The Digital Markets Act has good intentions. It aims to ensure harmonized requirements for competitive and fair digital markets by introducing strict obligations for a handful of so-called gatekeepers. But the new rules threaten to hinder European innovation, without improving consumer welfare. 

The motivation is understandable. Conventional competition law seems ineffective in combating unfair or consumer-damaging behavior of Big Tech companies with significant market power.  

Sometimes, though well-meaning does not translate into well done. The DMA threatens far-reaching, unintended, and dangerous consequences. 

The 21st century will be characterized by geopolitical disputes, which will increasingly center on leadership in key technologies. US President Joe Biden recognized this challenge and has launched an initiative to set standards for the digital economy, digital security, digital innovative ability.  

His leadership comes at the right time. It combines liberal values, fair competitive conditions, the ability to innovate, and security in order to provide value-based democratic answers. Technology regulation must take these goals into account in a balanced manner and must anticipate and prevent undesirable side effects, such as improper access for third parties to the technological core of companies and their business models. 

Equally important is a strengthened and intensified dialogue between the European Commission and the American government. It offers the chance to come to a common approach in the transatlantic relationship. This is the work and goals of the transatlantic Trade and Technology Council. 

Unfortunately, European proposals are inconsistent with this dialogue. In its current form, the DMA demands extensive data-sharing obligations. It opens a dangerous Pandora’s box. An example: the DMA allows third-party providers of online search engines to access ranking, query, click and view data from online search engines. State-controlled tech companies could use the data disclosure requirements to replicate products, lower quality standards, manipulate content — and promote disinformation.  
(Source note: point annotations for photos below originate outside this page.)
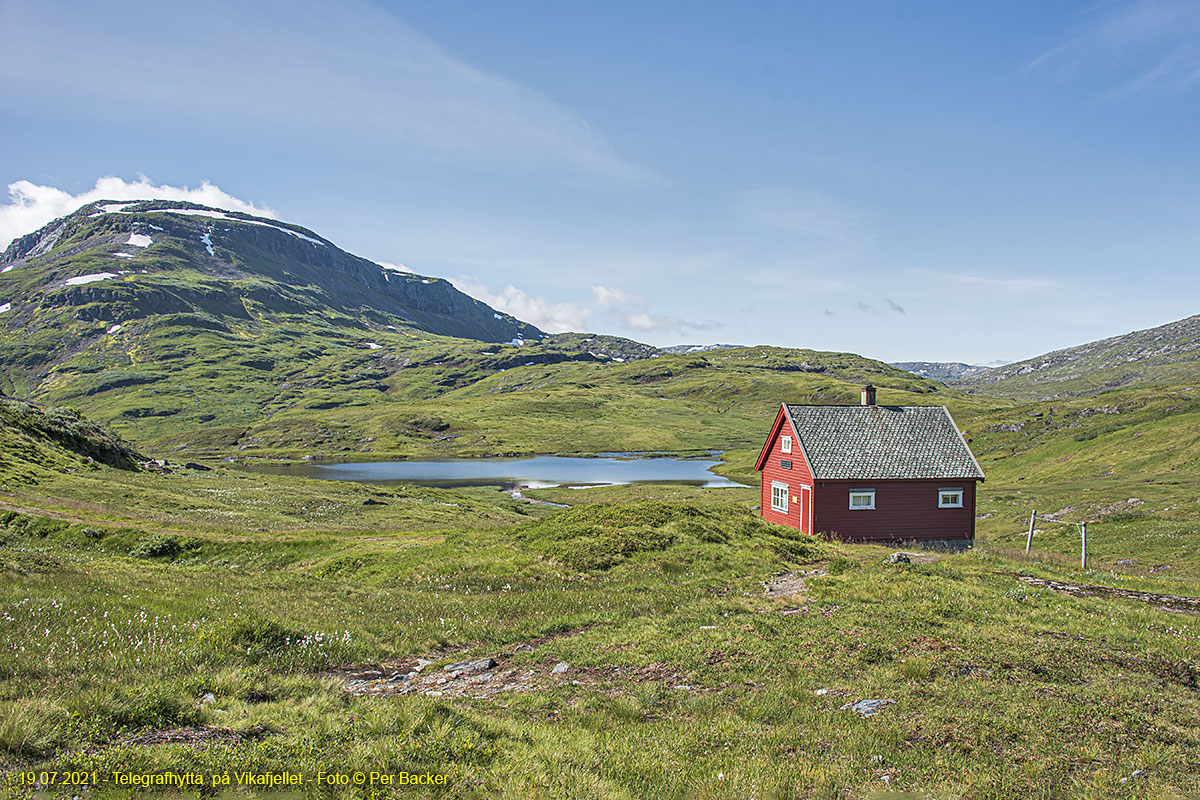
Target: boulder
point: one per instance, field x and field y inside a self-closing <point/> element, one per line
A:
<point x="472" y="665"/>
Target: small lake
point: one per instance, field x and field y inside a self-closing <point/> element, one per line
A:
<point x="534" y="473"/>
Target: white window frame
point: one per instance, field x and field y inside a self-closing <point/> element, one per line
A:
<point x="775" y="488"/>
<point x="949" y="505"/>
<point x="868" y="493"/>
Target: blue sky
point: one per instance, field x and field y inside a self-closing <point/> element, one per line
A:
<point x="905" y="180"/>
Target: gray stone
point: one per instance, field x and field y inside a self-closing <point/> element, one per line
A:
<point x="868" y="708"/>
<point x="472" y="665"/>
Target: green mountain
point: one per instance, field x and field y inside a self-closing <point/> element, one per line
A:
<point x="1164" y="355"/>
<point x="941" y="371"/>
<point x="36" y="440"/>
<point x="199" y="331"/>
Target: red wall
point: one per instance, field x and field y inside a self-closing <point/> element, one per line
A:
<point x="797" y="513"/>
<point x="904" y="511"/>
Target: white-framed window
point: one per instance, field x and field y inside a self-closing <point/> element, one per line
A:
<point x="949" y="498"/>
<point x="779" y="497"/>
<point x="862" y="499"/>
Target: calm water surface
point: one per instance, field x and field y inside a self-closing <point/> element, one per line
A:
<point x="539" y="471"/>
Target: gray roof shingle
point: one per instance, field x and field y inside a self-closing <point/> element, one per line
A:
<point x="882" y="443"/>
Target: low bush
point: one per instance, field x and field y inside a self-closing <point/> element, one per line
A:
<point x="157" y="546"/>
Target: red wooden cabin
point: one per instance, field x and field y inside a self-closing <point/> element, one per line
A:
<point x="870" y="474"/>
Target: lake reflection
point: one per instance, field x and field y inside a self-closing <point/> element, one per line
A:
<point x="539" y="471"/>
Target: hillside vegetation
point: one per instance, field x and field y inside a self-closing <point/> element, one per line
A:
<point x="647" y="641"/>
<point x="1164" y="355"/>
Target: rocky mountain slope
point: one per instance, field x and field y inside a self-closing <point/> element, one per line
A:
<point x="192" y="330"/>
<point x="1164" y="355"/>
<point x="941" y="371"/>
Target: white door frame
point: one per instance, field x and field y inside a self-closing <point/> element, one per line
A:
<point x="805" y="487"/>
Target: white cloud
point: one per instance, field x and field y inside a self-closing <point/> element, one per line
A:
<point x="611" y="296"/>
<point x="1018" y="284"/>
<point x="31" y="205"/>
<point x="609" y="304"/>
<point x="549" y="316"/>
<point x="648" y="323"/>
<point x="809" y="212"/>
<point x="889" y="307"/>
<point x="1149" y="46"/>
<point x="345" y="73"/>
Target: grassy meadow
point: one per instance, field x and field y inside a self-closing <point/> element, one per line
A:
<point x="221" y="620"/>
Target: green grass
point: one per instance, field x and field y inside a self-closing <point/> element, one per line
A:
<point x="695" y="685"/>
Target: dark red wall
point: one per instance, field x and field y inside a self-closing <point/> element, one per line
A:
<point x="797" y="512"/>
<point x="904" y="511"/>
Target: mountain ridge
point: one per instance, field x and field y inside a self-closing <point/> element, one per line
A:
<point x="1164" y="354"/>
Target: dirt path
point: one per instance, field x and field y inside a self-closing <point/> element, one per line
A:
<point x="1163" y="602"/>
<point x="487" y="677"/>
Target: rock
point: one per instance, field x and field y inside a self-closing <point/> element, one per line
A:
<point x="868" y="708"/>
<point x="472" y="665"/>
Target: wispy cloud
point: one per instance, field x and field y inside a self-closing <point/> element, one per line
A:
<point x="1015" y="284"/>
<point x="610" y="305"/>
<point x="1145" y="47"/>
<point x="888" y="307"/>
<point x="341" y="73"/>
<point x="549" y="316"/>
<point x="804" y="211"/>
<point x="31" y="205"/>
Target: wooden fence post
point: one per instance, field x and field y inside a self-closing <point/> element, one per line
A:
<point x="1083" y="535"/>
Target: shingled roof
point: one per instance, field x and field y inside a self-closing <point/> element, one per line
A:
<point x="882" y="443"/>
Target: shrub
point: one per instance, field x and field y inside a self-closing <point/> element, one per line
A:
<point x="839" y="565"/>
<point x="156" y="546"/>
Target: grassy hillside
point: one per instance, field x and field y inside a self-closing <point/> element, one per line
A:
<point x="1164" y="355"/>
<point x="647" y="641"/>
<point x="682" y="677"/>
<point x="37" y="443"/>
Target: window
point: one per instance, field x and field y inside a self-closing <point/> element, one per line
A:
<point x="949" y="498"/>
<point x="862" y="499"/>
<point x="779" y="497"/>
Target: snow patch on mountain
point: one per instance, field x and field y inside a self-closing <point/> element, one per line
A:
<point x="222" y="215"/>
<point x="90" y="278"/>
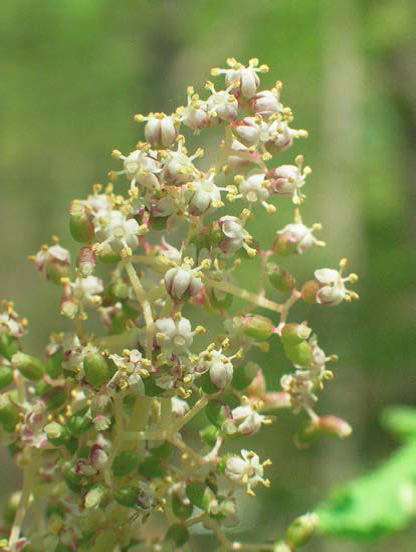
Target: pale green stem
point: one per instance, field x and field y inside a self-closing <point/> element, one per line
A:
<point x="255" y="298"/>
<point x="147" y="309"/>
<point x="28" y="473"/>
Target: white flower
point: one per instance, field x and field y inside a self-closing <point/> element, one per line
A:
<point x="182" y="279"/>
<point x="287" y="180"/>
<point x="221" y="105"/>
<point x="254" y="187"/>
<point x="87" y="290"/>
<point x="245" y="420"/>
<point x="130" y="371"/>
<point x="178" y="167"/>
<point x="220" y="367"/>
<point x="244" y="79"/>
<point x="194" y="115"/>
<point x="179" y="407"/>
<point x="160" y="129"/>
<point x="246" y="470"/>
<point x="203" y="196"/>
<point x="175" y="336"/>
<point x="118" y="232"/>
<point x="266" y="103"/>
<point x="248" y="131"/>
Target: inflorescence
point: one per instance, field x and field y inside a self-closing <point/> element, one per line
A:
<point x="100" y="426"/>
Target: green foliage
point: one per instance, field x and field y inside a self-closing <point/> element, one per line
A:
<point x="383" y="500"/>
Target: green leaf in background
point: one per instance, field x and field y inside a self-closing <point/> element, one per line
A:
<point x="382" y="501"/>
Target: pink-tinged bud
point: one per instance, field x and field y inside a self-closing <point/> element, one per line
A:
<point x="203" y="196"/>
<point x="257" y="326"/>
<point x="86" y="261"/>
<point x="279" y="278"/>
<point x="54" y="261"/>
<point x="293" y="238"/>
<point x="274" y="400"/>
<point x="98" y="457"/>
<point x="181" y="282"/>
<point x="160" y="129"/>
<point x="248" y="131"/>
<point x="293" y="334"/>
<point x="309" y="291"/>
<point x="257" y="387"/>
<point x="266" y="103"/>
<point x="240" y="156"/>
<point x="81" y="222"/>
<point x="333" y="426"/>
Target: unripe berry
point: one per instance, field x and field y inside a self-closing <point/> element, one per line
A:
<point x="9" y="414"/>
<point x="257" y="326"/>
<point x="96" y="369"/>
<point x="29" y="366"/>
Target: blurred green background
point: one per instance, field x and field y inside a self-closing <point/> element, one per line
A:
<point x="73" y="72"/>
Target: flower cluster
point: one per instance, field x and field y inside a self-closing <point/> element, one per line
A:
<point x="97" y="424"/>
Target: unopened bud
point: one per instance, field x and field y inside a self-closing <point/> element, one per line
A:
<point x="86" y="261"/>
<point x="29" y="366"/>
<point x="309" y="291"/>
<point x="9" y="414"/>
<point x="124" y="463"/>
<point x="6" y="376"/>
<point x="257" y="326"/>
<point x="280" y="279"/>
<point x="80" y="223"/>
<point x="293" y="334"/>
<point x="96" y="369"/>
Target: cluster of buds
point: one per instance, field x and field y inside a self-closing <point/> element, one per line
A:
<point x="97" y="424"/>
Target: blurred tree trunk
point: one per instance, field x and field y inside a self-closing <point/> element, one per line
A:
<point x="342" y="220"/>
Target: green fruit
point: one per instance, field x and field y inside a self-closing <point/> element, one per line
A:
<point x="124" y="463"/>
<point x="6" y="376"/>
<point x="96" y="369"/>
<point x="29" y="366"/>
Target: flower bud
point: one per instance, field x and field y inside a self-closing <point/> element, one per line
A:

This is far from a theoretical danger. A Chinese search provider could invoke the DMA to request sensitive user and business data and create functionally identical clones of Google or Microsoft. Such offers can find their way through clever marketing via new browser sidebars, plug-ins, or other installation requests that are foisted on the end-user. Once installed, state-controlled disinformation campaigns can be brought “to the people.” Consumers will no longer be able to see what information they are actually confronted with and where they are coming from. 

Significant cybersecurity risks could result. Carelessly installed browser extensions or plugins do more than just redirect to fraudulent or otherwise problematic content. The installation itself can be used to inject malware or enable other technical manipulations. The discovery of the Russian bot network a few weeks ago shows that these scenarios are realistic.  

These “side effects” endanger democracy. They will spread disinformation and doubts even among a small part of the population. In the digital space, these groups will quickly grow into supposed opinion leaders. When that happens, it portends dangerous consequences for the liberal, democratic public, and democratic discourse. 

The DMA can create more and new problems than it purports to solve. Before enacting it, there is an urgent need for a comprehensive regulatory impact assessment, which, strangely, has not yet been done. 

In light of the risks, we should heed the advice of Ambassador Wolfgang Ischinger, Chair of the Munich Security Conference. He says that Europe’s digital regulations must “not create unintended loopholes and problematic deadweight gains, or even widen the attack surface for those who seek to undermine the integrity and value base of liberal societies.” As former US Deputy Secretary of Defense Evelyn Farkas recently noted, new regulations “should be coordinated and support our shared national security goal: to prevent Chinese and Russian actors from acquiring data.”

Well-done European laws that take the listed aspects into account not only strengthen the European digital single market. They are a necessary prerequisite for a strong transatlantic partnership of values that serve, rather than endanger, common security and trust. 

Matthias Machnig is the Vice President of the Economic Forum of  Wirtschaftsforum der SPD eV, a Social Democratic Party leaning independent entrepreneurial professional association. He is a former German Deputy Economy Minister. This article is adopted the original German-language version.